Later, Chinese scholar Chang Hung-ta in his 1981 work A Taxonomy of the Genus Camellia (《山茶属植物的系统研究》) added subgeneric ranks (four subgenera) on the basis of Sealy and greatly expanded the number of species to more than 280. Ming Tien-lu, in his 2000 monograph Monograph of the Genus Camellia (《世界山茶属的研究》), reduced the number of species to 119, compressed the subgenera to two (subgenus Thea and subgenus Camellia), and revised the sections to 14. Zhao Dongwei, in his 2018 PhD thesis, by adding nuclear gene (RPB2) molecular data for key species from Indochina, revised Sealy's sectional classification and proposed a framework comprising 10 revised sections.

== Reception ==

After publication, the book attracted academic attention. In a 1958 review in Notes from the Royal Botanic Garden Edinburgh, D. M. Henderson praised it as "a splendid book" and "a model of its kind." He noted that Sealy had long been recognized as the botanical authority on Camellia, and that his study covered herbarium material from major herbaria worldwide as well as living plants in Britain and elsewhere, with results that could be called "as authoritative as one could wish for." Henderson especially praised Sealy's own 82 line drawings, considering them "excellent" and more intuitive than textual descriptions in showing morphological differences among species; he also particularly mentioned the color plate of Camellia saluenensis painted by Stella Ross-Craig as "quite beautiful."

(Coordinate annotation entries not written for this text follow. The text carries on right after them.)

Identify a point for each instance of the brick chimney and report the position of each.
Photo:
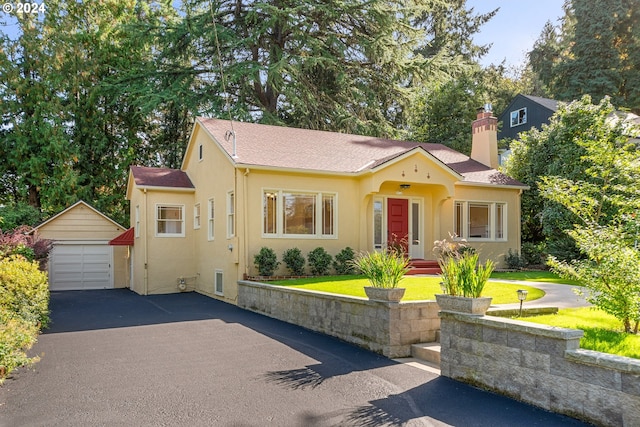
(484, 143)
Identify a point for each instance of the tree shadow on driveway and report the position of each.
(422, 397)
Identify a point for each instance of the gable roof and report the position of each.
(160, 177)
(78, 203)
(549, 104)
(123, 239)
(333, 152)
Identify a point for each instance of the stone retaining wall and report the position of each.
(383, 327)
(541, 365)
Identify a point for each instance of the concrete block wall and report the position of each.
(541, 365)
(386, 328)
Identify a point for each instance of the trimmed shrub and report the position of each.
(294, 260)
(343, 262)
(22, 242)
(319, 261)
(266, 261)
(24, 308)
(514, 260)
(16, 337)
(24, 290)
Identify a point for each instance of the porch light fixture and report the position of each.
(522, 296)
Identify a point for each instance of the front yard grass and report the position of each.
(533, 276)
(417, 287)
(602, 332)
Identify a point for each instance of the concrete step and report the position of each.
(423, 266)
(429, 352)
(420, 270)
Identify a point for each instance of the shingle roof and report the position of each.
(292, 148)
(550, 104)
(160, 177)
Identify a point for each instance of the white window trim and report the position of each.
(211, 219)
(231, 214)
(383, 223)
(520, 123)
(492, 220)
(197, 217)
(169, 205)
(280, 234)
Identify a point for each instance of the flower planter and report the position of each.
(384, 294)
(478, 306)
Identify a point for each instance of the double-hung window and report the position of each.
(519, 117)
(170, 220)
(196, 216)
(299, 214)
(480, 220)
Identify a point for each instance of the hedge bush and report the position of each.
(343, 262)
(319, 261)
(24, 309)
(294, 260)
(266, 261)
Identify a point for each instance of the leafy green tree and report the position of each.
(337, 65)
(559, 150)
(37, 160)
(444, 111)
(14, 215)
(595, 51)
(604, 202)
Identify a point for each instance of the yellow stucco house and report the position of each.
(244, 186)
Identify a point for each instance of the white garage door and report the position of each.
(80, 266)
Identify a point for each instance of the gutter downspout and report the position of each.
(146, 243)
(245, 225)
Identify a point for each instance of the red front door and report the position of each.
(398, 222)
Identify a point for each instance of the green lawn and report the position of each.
(602, 332)
(533, 276)
(418, 287)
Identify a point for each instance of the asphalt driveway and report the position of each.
(114, 358)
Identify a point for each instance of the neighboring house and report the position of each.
(523, 113)
(243, 186)
(82, 257)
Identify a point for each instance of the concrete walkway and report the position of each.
(556, 295)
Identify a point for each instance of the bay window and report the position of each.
(480, 220)
(298, 214)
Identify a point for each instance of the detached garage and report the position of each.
(82, 257)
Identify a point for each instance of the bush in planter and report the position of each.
(319, 261)
(463, 276)
(343, 263)
(266, 261)
(383, 269)
(294, 260)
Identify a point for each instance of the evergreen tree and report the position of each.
(595, 51)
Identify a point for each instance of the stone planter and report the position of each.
(459, 304)
(384, 294)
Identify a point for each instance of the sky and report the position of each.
(512, 31)
(515, 28)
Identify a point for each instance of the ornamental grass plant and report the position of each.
(464, 276)
(384, 269)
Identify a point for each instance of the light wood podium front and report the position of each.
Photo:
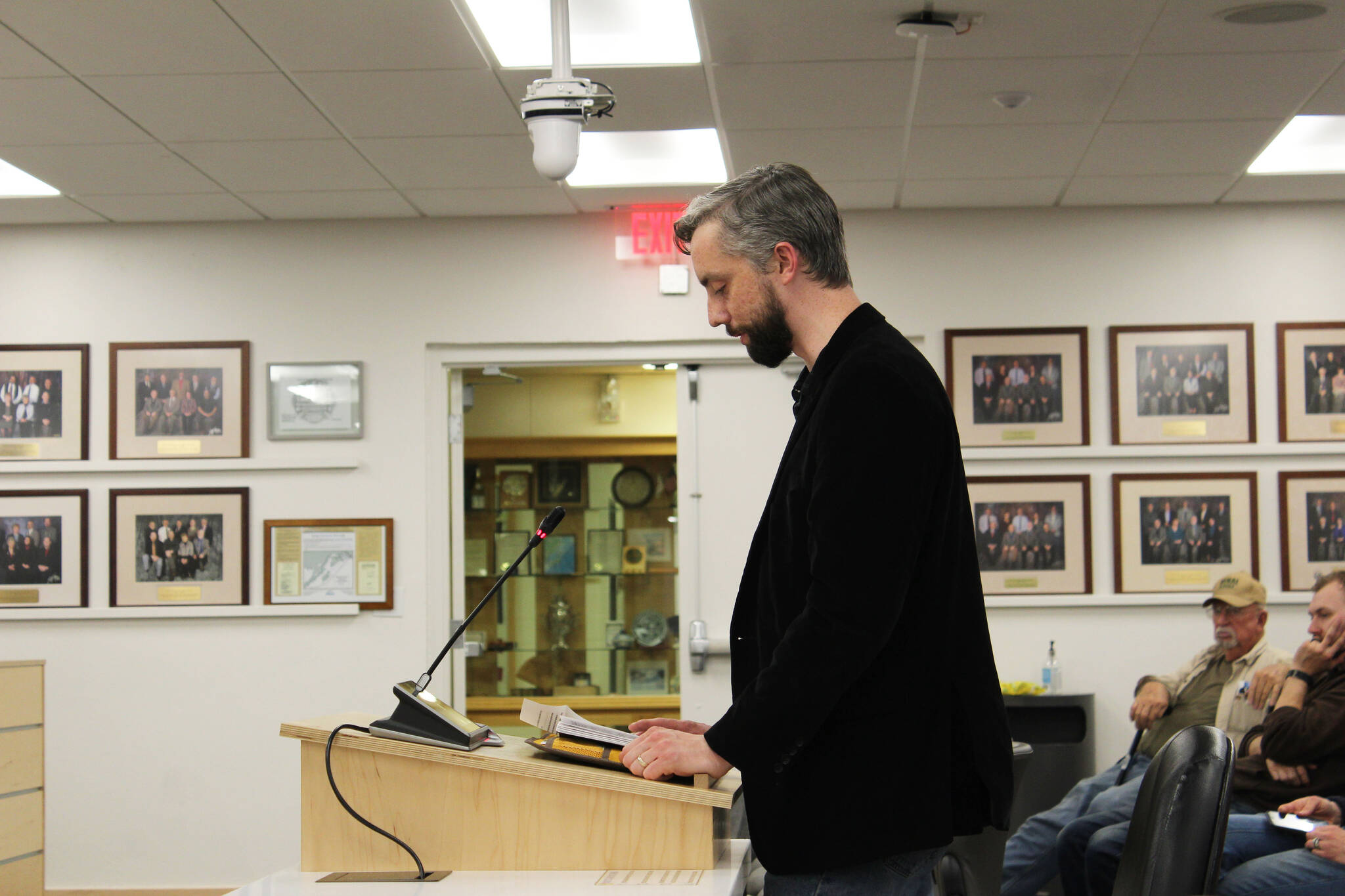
(505, 807)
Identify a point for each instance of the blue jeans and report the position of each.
(902, 875)
(1264, 860)
(1090, 851)
(1030, 859)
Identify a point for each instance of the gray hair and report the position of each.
(778, 203)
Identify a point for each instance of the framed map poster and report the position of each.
(328, 562)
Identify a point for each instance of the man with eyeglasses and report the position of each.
(1228, 684)
(1298, 752)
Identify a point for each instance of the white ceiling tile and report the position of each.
(608, 198)
(838, 154)
(133, 37)
(264, 165)
(20, 61)
(46, 210)
(1176, 148)
(1275, 188)
(1220, 86)
(852, 195)
(60, 110)
(171, 207)
(340, 203)
(1064, 91)
(814, 95)
(413, 104)
(358, 35)
(1193, 26)
(527, 200)
(109, 168)
(981, 192)
(1329, 98)
(449, 163)
(188, 108)
(1160, 190)
(805, 30)
(648, 97)
(1006, 151)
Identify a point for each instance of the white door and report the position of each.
(730, 444)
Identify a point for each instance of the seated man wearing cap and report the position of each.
(1300, 750)
(1227, 684)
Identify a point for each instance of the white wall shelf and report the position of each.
(1157, 452)
(195, 465)
(249, 612)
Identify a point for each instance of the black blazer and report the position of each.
(866, 716)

In a 1959 review in Current Science, botanist W. Wight praised the book as "fully justifying the labour" (of nineteen years), especially noting its importance to tea plant researchers and affirming the contribution of Ross-Craig's color plates and clear line drawings to taxonomy. Wight considered that Sealy for the first time presented species descriptions of this difficult genus in a convenient and accessible form, and emphasized that the taxonomic affinities given in the book must be consulted for expanding fundamental knowledge of the tea plant. He finally expressed the hope that after the book was welcomed in India, it would lead to the establishment of a national collection of living specimens comparable to the camellia collection at the Huntington Gardens in America.

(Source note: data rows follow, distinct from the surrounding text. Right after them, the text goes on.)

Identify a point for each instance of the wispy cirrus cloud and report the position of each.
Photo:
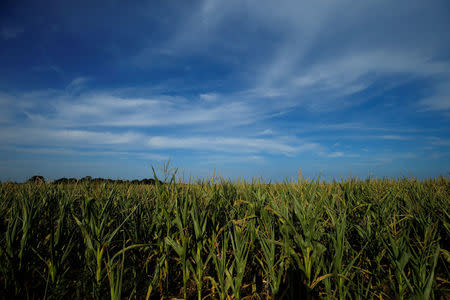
(9, 32)
(232, 144)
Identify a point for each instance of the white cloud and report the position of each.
(266, 132)
(209, 97)
(77, 84)
(336, 154)
(58, 137)
(230, 144)
(440, 100)
(395, 137)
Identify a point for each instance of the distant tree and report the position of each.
(148, 181)
(36, 178)
(86, 179)
(61, 181)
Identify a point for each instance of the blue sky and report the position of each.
(243, 88)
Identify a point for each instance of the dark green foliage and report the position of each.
(99, 239)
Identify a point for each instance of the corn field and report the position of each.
(217, 239)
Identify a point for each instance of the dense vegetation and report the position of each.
(372, 239)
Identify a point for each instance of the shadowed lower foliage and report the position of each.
(92, 239)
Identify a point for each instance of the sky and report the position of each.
(239, 89)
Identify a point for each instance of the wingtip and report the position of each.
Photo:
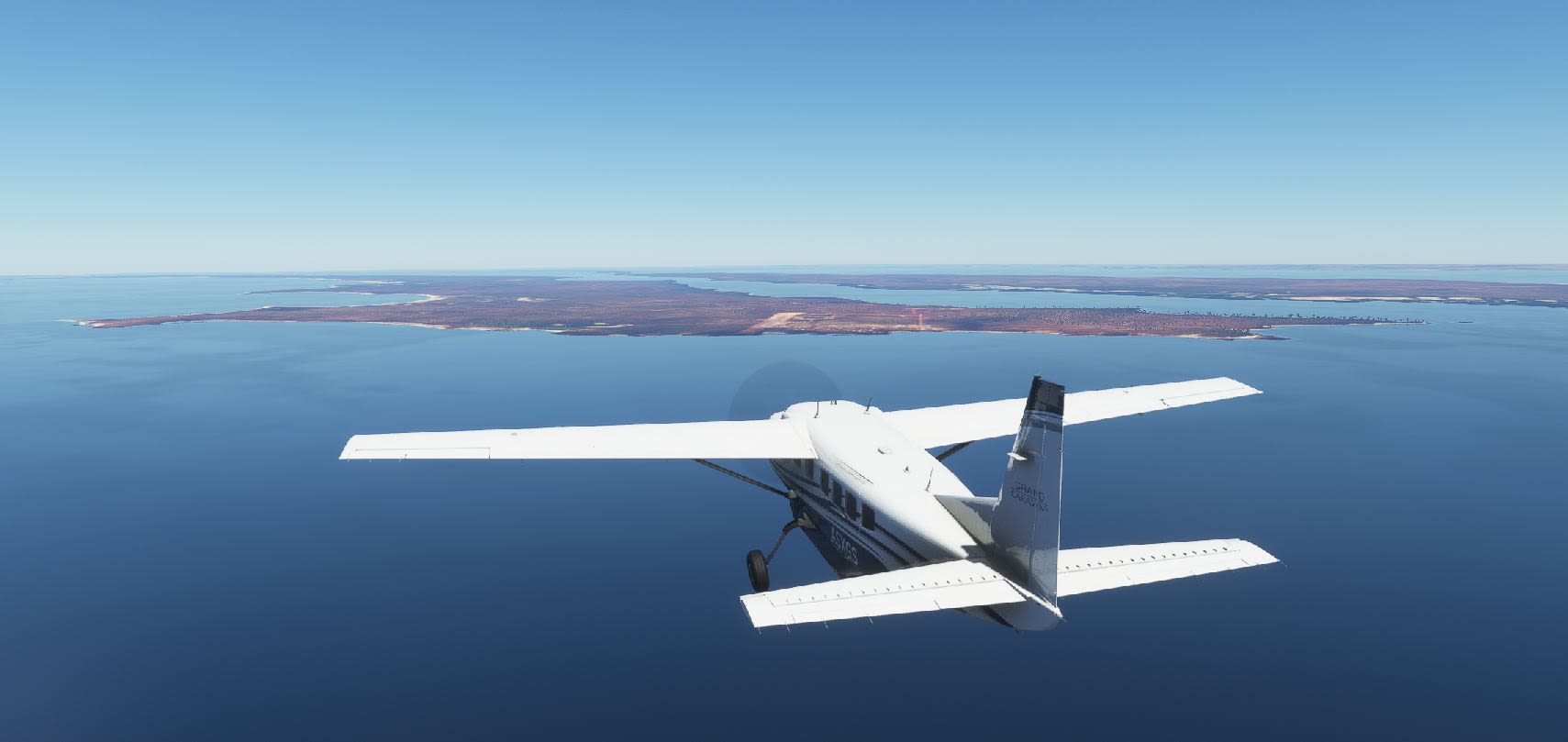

Japanese botanist Takasi Tuyama in a 1980 paper highly affirmed Sealy's treatment, considering Sealy's merging of all genera split by Nakai to be "generally appropriate." However, Tuyama also criticized Sealy's argumentation as insufficient, believing that because Sealy could not read Japanese literature and relied excessively on herbarium specimens, he failed to directly refute Nakai's grounds for establishing genera based on fine anther morphology (such as the apical projection of the connective and the mode of anther attachment).

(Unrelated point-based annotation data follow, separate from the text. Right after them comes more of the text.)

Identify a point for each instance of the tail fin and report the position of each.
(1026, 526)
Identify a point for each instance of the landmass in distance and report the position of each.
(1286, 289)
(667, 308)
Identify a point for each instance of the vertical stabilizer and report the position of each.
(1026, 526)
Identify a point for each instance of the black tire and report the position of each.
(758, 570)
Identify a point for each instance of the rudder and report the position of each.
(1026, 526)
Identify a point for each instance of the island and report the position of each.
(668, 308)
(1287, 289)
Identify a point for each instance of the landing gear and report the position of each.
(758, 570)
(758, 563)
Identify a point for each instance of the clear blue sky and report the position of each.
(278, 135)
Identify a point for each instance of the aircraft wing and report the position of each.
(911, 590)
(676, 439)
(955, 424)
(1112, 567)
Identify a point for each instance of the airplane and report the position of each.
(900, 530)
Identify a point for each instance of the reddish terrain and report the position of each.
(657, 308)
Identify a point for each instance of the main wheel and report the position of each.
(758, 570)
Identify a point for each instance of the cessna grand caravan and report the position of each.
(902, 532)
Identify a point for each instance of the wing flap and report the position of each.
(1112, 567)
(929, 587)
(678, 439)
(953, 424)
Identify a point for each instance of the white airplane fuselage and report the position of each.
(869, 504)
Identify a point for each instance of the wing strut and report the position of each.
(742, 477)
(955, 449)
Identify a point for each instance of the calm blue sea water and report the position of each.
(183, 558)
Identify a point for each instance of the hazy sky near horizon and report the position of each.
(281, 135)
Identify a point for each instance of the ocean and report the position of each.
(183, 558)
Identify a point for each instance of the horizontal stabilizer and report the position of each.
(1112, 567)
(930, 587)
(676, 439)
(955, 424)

A 2004 scientific and technological achievement report by Ming Tien-lu's team at the Kunming Institute of Botany, Chinese Academy of Sciences honored Sealy as the founder who "first systematically revised" the genus, considering that he established a classification system of 12 sections and preliminarily discussed evolutionary relationships. However, the report explicitly pointed out that although Hung-ta Chang's system took a step forward, it had "many problems and errors," and emphasized that the system of "2 subgenera, 14 sections, and 119 species" reconstructed by Ming Tien-lu's team on the basis of Sealy using multidisciplinary integrated methods was more scientific and objective.

Zhao Dongwei in his 2018 PhD thesis also commented that the book "laid the foundation of modern classification," but pointed out that Sealy and others' views were "largely based on specimens from China proper," neglecting key groups from Indochina, which led to insufficient resolution in subsequent molecular phylogenetic trees.

Kuang Xuekun et al. in a 2024 review pointed out that Sealy's system was the "first comprehensive revision" and of milestone significance, but "the classification system did not reflect evolutionary relationships within Camellia."